During Beverly’s recovery from surgery for cancer of the pelvis last October, however, Bing wrote what she calls “a very dear note,” and their feud may be simmering down.
Beverly, born Belle “Bubbles” Silverman in Brooklyn, has always been fierce in her determination to sing. From age 3 there was no stopping her. By 7 she had memorized 22 arias—her mother’s entire collection of Galli-Curci records—in phonetic Italian, without understanding one word. As the voice of “Rinso White, Rinso Bright,” one of radio’s earliest singing commercials, she earned enough for singing lessons with famed teacher Estelle Leibling. By age 16 she was supporting herself singing; she once sang Micaela in Carmen 63 times—in 63 different cities.
After her ninth audition, at age 26, Sills was accepted at City Opera.
Ten years of grueling apprenticeship followed. “I resent talk of a ‘meteoric’ career. I never bought or slept my way into an opera house,” says Sills flatly. “Some singers make it with 10 roles—I learned a hundred. If mine was an overnight success, it was the longest day’s journey you ever saw.”

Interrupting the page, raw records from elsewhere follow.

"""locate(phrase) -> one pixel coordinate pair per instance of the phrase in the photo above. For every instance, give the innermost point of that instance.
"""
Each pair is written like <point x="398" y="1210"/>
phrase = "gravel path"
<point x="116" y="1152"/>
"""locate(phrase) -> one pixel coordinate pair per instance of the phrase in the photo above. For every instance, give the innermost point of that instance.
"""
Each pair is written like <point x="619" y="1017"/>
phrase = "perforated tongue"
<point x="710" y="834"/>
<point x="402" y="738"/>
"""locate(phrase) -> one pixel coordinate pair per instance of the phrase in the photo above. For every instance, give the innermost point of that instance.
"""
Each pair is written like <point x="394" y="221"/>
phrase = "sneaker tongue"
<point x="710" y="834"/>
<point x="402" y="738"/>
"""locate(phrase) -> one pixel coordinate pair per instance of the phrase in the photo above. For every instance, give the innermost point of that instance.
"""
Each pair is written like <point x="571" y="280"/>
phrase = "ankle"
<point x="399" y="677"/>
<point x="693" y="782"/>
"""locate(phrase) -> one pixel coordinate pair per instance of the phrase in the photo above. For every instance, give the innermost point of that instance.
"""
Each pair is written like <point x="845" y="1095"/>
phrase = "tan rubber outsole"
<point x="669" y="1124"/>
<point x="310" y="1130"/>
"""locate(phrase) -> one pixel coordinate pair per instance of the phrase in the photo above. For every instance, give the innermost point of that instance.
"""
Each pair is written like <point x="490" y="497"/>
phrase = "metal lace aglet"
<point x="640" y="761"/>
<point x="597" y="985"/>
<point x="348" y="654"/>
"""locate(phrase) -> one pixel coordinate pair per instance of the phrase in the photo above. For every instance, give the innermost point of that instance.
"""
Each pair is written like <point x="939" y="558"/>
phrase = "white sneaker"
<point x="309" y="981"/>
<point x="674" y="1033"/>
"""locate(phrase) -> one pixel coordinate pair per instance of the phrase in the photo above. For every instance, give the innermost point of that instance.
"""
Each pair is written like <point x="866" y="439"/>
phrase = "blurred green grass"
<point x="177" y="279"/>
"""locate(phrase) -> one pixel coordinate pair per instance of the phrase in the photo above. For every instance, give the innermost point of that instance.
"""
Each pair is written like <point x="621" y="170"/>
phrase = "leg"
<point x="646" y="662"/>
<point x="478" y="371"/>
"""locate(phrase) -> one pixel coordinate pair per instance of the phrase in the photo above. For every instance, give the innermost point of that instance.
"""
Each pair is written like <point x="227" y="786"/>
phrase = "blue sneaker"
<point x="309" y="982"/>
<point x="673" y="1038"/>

Sensational success did come—but with it personal tragedy. On tour in Cleveland in 1955 Beverly met a wealthy Bostonian, Peter Greenough. “He was the first man,” she recalls, “who was not interested in me as a singer. He was very bossy—and I loved it.” Marrying Greenough meant moving to Boston, where in 1959 their daughter, Muffy, was born almost totally deaf. Two years later a son, Bucky, arrived—hopelessly retarded—and had to be institutionalized.
“The obvious thing was to quit singing,” Beverly decided. She devoted herself to motherhood. Gradually Muffy learned to lip-read, and in 1961, when Peter gave Beverly a Christmas present of 97 round-trip tickets to New York and told her, “Take some lessons and your mother to lunch,” she couldn’t resist.
Sills opened the City Opera’s next season as Cleopatra in Handel’s Julius Caesar—in a wildly triumphant performance. It was followed by a similarly acclaimed debut at La Scala, and suddenly all the barriers tumbled. When Beverly and the Met, under new management, finally came to terms, they were Beverly’s—a sumptuous new production and the highest house fee (at least $4,000 each performance).
“I’m a revolutionary,” she says proudly, “I made it without the Met. I’m excited, but if my career ended tomorrow it would be fine. Nothing will be altered by the Met—except perhaps the Met.”
As if to prove her point, upon leaving a dress rehearsal Beverly was approached by a 7-year-old boy who asked for an autograph and announced he would be present for her debut. She signed and, with red hair flying, hailed a cab, then paused, and in a phrase worthy of Bubbles Silverman from Brooklyn, yelled back: “It’s a long opera. Make sure you bring a pillow for your tush.”